Nie chce, ale musi. Trener reprezentacji Norwegii Stale Solbakken nie miał ochoty lecieć do Waszyngtonu na losowanie grup piłkarskich mistrzostw świata 5 grudnia, lecz został zmuszony przez FIFA, która zażądała obowiązkowej obecności.
- Trener Norwegii Stale Solbakken nie chciał lecieć do Waszyngtonu na losowanie grup MŚ, ale został do tego zmuszony przez FIFA.
- Solbakken przyznał, że losowania go nie interesują, są męczące i nic mu nie dają - zawsze wysyłał na nie swojego asystenta.
- Losowanie grup MŚ odbędzie się w piątek o godzinie 18:00 polskiego czasu w Kennedy Center w Waszyngtonie.
- Chcesz być na bieżąco? Odwiedź stronę główną RMF24.pl.
Solbakken przyznał, że nigdy nie był na losowaniach, ponieważ go nie interesują, są zbyt meczące i nic mu nie dają. Zawsze obecny był na nich drugi trener.
Tak też miało być i tym razem, uzgodniłem to z Bredem Hangelandem. On już się przygotował do wyjazdu i bardzo się cieszył, a ja zaplanowałem oglądanie losowania w telewizji, leżąc na kanapie. Nigdy mnie nie interesowały czerwone dywany, reflektory, kamery i bankiety - powiedział Solbakken na antenie telewizji NRK.
Próbowałem wszystkich wymówek, lecz niestety zostałem zmuszony do wyjazdu, bo regulacje FIFA dokładnie precyzują, kto musi być na tym losowaniu.

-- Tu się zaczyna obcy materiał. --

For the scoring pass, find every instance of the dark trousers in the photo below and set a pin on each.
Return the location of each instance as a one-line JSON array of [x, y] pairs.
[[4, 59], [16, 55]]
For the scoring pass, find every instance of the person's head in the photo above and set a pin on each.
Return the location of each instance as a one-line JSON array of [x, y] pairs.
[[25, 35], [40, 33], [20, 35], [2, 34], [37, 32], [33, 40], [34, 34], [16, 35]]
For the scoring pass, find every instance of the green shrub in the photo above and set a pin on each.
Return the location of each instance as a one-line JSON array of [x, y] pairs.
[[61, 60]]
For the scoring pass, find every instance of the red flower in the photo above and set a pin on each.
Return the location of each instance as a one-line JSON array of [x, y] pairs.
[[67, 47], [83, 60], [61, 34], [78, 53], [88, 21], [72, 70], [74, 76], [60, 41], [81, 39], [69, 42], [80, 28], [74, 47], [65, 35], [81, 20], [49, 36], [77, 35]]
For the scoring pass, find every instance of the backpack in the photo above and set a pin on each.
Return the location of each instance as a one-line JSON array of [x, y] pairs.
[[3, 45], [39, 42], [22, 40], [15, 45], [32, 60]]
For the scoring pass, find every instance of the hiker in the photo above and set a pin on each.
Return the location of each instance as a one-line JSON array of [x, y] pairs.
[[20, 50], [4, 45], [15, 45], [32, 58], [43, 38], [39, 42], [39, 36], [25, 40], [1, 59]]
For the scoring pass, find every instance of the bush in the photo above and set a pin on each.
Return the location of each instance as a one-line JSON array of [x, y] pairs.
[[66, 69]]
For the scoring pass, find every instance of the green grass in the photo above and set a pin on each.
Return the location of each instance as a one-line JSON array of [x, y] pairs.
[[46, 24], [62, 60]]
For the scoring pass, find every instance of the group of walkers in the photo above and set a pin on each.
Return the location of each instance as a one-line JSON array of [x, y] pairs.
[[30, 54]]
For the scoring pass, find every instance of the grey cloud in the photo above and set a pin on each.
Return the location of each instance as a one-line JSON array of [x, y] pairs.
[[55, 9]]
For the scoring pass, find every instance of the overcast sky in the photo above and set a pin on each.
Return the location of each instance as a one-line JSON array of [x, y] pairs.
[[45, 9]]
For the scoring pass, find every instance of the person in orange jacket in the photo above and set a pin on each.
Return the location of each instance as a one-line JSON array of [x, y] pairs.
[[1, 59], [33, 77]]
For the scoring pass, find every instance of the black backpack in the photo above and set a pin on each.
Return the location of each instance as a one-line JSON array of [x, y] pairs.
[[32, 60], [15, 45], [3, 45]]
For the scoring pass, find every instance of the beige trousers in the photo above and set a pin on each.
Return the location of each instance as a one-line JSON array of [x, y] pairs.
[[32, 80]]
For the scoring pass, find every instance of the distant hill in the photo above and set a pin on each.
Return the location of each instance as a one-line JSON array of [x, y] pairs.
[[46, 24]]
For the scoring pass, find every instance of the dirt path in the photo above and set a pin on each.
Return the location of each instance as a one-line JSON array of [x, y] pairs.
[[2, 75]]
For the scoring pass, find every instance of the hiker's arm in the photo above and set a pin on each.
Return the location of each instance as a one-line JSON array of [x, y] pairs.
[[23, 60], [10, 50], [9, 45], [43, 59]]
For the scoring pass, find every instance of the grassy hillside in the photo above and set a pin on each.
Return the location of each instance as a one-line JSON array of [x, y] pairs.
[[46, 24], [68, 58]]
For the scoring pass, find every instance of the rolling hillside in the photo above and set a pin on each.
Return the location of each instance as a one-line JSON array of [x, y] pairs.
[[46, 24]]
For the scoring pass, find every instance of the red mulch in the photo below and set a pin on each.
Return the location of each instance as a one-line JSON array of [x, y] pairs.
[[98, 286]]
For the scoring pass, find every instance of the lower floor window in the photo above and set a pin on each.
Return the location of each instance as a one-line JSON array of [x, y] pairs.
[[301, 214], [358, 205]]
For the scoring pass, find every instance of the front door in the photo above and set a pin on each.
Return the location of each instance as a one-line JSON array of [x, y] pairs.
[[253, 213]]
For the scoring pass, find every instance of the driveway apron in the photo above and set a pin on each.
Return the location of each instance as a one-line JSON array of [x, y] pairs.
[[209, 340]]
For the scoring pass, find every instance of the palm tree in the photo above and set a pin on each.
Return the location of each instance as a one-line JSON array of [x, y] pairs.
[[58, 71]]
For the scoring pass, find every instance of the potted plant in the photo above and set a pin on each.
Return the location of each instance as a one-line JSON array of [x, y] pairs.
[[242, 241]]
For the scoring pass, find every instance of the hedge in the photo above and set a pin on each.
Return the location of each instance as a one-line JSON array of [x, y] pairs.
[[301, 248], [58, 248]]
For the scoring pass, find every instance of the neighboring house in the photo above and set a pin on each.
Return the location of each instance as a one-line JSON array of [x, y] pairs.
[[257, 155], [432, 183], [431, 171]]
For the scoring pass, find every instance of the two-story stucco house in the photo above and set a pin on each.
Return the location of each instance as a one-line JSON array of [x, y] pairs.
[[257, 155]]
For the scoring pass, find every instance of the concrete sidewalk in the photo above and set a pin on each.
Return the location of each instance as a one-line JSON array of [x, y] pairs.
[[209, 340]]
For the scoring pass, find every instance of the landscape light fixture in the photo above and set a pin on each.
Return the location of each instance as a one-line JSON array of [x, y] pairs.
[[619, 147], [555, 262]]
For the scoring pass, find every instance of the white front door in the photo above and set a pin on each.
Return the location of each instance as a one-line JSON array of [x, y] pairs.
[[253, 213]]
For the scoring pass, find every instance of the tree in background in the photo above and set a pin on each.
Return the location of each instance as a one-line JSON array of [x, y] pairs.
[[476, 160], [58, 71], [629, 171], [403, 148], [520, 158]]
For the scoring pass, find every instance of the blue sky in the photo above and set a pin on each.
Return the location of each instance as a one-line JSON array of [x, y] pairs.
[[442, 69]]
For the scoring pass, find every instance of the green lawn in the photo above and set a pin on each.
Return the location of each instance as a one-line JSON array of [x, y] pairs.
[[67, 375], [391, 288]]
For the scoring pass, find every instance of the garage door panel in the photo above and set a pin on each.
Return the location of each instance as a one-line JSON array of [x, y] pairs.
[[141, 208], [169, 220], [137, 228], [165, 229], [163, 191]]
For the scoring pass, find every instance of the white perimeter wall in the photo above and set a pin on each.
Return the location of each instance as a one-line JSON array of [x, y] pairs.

Lecę więc tam wbrew swojej woli - dodał.
W sumie delegacja Norwegii będzie liczyć 10 osób i wszystkie pozostałe przyznały, że będzie to dla nich wielkie wydarzenie, ponieważ ostatni raz Norwegia grała na mundialu w 1998 roku we Francji.
Ale nie dla mnie. Nie mam co robić w Waszyngtonie, a spotkania z trenerami potencjalnych rywali i tak będą bezsensowne, bo nikt przecież nic ciekawego i ważnego o swojej drużynie nie powie, niczego nie zdradzi - podkreślił Solbakken.
Losowanie odbędzie się w piątek o godzinie 18 polskiego czasu w Kennedy Center. MŚ rozegrane zostaną w USA, Meksyku i Kanadzie w dniach 11 czerwca - 19 lipca.